La terza cosa da dire è la speranza posta non in un progetto da immaginare o una strategia da dispiegare, ma in un Avvenimento da riconoscere. Da un certo punto di vista è anzi questo il vero punto focale. Bisogna andare a leggere anche le omelie delle messe con i cristiani dei vari riti, le preghiere per i morti di Mosul, l’omaggio alla gente di Qaraqosh, insomma quelle cose che tanti giornalisti considerano senza rilievo storico e politico perché “religiose” e quindi scontate: una non-notizia. E invece. Invece papa Francesco è andato nell’Iraq (Paese spremuto e abbandonato dal mondo come uno scarto, ha detto), da pellegrino: penitente, di pace e di speranza. “Sappiamo – ha riflettuto nella cattedrale siro-cattolica di Baghdad – quanto sia facile essere contagiati dal virus dello scoramento, eppure il Signore ci ha dato un vaccino efficace, che è la speranza: “Oggi posso vedere e toccare con mano che la Chiesa in Iraq è viva (si badi che tra guerre e terrorismo i cristiani si sono ridotti da un milione e mezzo a 250 mila, ndr), che Cristo vive e opera in questo suo popolo santo e fedele” (omelia della Messa allo stadio di Erbil). E, per essere ancora più concreti: “Non dimentichiamo mai che Cristo è annunciato soprattutto dalla testimonianza di vite trasformate dalla gioia del Vangelo”. 

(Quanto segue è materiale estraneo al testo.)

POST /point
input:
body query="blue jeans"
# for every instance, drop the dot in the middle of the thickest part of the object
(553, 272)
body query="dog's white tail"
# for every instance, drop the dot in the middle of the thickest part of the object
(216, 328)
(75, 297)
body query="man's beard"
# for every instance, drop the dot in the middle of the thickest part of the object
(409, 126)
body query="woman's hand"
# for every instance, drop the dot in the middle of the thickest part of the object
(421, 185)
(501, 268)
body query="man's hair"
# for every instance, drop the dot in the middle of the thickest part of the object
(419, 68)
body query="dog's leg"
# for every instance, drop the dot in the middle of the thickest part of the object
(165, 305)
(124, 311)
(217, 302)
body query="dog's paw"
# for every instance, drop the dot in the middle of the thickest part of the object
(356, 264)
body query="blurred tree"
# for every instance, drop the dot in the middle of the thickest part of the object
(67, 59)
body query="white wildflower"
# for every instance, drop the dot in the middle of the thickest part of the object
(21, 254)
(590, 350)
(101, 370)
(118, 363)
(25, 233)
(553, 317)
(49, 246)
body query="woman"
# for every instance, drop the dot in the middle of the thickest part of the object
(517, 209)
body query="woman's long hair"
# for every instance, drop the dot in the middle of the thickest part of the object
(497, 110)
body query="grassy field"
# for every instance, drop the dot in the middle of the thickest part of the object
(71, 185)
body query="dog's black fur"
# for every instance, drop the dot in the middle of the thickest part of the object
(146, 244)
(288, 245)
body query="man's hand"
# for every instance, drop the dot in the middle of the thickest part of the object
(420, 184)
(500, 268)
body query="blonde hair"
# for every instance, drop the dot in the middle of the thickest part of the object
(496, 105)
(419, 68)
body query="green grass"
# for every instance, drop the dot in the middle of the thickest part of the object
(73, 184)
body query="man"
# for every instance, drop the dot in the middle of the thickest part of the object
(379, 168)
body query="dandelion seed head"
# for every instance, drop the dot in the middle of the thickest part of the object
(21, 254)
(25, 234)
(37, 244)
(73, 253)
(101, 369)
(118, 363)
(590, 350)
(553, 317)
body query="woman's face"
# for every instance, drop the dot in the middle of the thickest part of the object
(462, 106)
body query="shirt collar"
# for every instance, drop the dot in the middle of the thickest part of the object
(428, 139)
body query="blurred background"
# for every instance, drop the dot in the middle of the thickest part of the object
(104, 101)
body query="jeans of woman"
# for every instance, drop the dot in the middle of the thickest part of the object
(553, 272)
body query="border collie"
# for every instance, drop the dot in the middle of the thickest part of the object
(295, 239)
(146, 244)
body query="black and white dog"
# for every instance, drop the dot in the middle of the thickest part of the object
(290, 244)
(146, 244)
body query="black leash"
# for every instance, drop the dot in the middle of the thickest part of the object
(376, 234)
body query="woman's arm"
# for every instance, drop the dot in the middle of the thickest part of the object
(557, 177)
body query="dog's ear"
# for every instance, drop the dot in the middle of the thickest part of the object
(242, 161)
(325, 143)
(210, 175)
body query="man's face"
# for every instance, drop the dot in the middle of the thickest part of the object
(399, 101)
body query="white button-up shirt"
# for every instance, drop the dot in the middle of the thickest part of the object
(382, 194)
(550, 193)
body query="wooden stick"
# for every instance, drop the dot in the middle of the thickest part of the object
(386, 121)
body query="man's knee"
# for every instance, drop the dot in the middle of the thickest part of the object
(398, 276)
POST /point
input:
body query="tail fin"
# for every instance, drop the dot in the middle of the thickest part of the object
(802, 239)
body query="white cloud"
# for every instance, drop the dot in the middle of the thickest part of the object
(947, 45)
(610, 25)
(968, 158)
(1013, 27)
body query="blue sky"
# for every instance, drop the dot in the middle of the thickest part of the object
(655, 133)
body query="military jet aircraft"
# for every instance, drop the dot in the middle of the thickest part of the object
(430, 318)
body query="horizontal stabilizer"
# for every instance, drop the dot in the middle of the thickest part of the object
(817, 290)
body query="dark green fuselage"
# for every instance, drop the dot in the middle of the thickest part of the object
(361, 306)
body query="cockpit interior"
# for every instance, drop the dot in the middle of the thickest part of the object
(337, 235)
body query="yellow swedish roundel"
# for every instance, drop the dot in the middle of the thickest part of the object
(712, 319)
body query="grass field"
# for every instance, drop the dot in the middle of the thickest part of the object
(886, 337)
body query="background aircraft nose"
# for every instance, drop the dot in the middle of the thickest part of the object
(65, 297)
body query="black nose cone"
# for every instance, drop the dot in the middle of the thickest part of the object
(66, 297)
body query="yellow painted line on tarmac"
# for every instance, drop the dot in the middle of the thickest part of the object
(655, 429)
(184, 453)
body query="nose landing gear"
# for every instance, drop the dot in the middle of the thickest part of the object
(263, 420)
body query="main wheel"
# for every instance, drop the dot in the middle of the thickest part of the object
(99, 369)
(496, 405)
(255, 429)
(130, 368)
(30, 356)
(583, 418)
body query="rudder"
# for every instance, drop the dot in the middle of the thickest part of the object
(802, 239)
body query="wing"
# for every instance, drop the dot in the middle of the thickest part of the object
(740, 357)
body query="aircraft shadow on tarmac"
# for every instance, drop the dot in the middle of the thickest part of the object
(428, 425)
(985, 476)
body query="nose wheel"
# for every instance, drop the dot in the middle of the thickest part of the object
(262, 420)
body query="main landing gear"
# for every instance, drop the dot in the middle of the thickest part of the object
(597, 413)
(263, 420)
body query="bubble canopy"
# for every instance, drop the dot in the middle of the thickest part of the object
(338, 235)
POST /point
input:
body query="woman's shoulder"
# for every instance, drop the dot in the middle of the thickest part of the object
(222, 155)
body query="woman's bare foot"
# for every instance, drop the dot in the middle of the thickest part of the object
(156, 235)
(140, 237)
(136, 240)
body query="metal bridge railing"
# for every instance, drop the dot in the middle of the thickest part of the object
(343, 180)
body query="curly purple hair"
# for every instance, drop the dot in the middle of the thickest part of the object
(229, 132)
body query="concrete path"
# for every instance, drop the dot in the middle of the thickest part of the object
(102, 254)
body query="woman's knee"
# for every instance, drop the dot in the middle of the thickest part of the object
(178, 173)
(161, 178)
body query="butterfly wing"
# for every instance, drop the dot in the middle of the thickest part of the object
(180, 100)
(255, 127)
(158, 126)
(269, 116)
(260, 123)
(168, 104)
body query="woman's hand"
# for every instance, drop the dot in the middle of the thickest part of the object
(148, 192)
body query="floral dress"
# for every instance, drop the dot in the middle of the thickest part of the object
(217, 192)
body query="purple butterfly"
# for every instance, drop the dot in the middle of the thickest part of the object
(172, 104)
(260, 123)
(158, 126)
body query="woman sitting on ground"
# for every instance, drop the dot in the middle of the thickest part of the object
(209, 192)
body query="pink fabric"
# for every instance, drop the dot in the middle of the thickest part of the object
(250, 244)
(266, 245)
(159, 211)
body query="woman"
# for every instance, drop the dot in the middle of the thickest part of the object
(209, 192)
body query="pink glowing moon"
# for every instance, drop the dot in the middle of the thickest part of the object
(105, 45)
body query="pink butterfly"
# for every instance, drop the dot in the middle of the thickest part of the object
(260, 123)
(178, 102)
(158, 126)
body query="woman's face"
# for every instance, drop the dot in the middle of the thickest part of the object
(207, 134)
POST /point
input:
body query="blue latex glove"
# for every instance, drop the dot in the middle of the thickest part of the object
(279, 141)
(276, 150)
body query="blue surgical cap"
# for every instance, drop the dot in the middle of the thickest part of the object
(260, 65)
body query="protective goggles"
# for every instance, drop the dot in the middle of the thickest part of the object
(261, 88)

Ecco le “stelle” cui guardare: i giovani volontari musulmani di Mosul che hanno aiutato a risistemare chiese e monasteri costruendo amicizie fraterne sulle macerie dell’odio; cristiani e musulmani che ricostruiscono insieme moschee e chiese; i pellegrini che ritornano; Najy che ha perso la vita nel tentativo di salvare la famiglia del suo vicino musulmano; la signora Doha che “mi ha commosso, perché ha detto che il perdono è necessario da parte di coloro che sono sopravvissuti agli attacchi terroristici”.  È così che si cambia il mondo: non con la violenza e la forza ma con le Beatitudini. Evitando di cadere nella trappola “di pensare che dobbiamo dimostrare agli altri che siamo forti”. Basta e avanza il riaccadere di quell’Avvenimento. Come è successo in questi tre giorni epocali come una Pasqua di croce e risurrezione.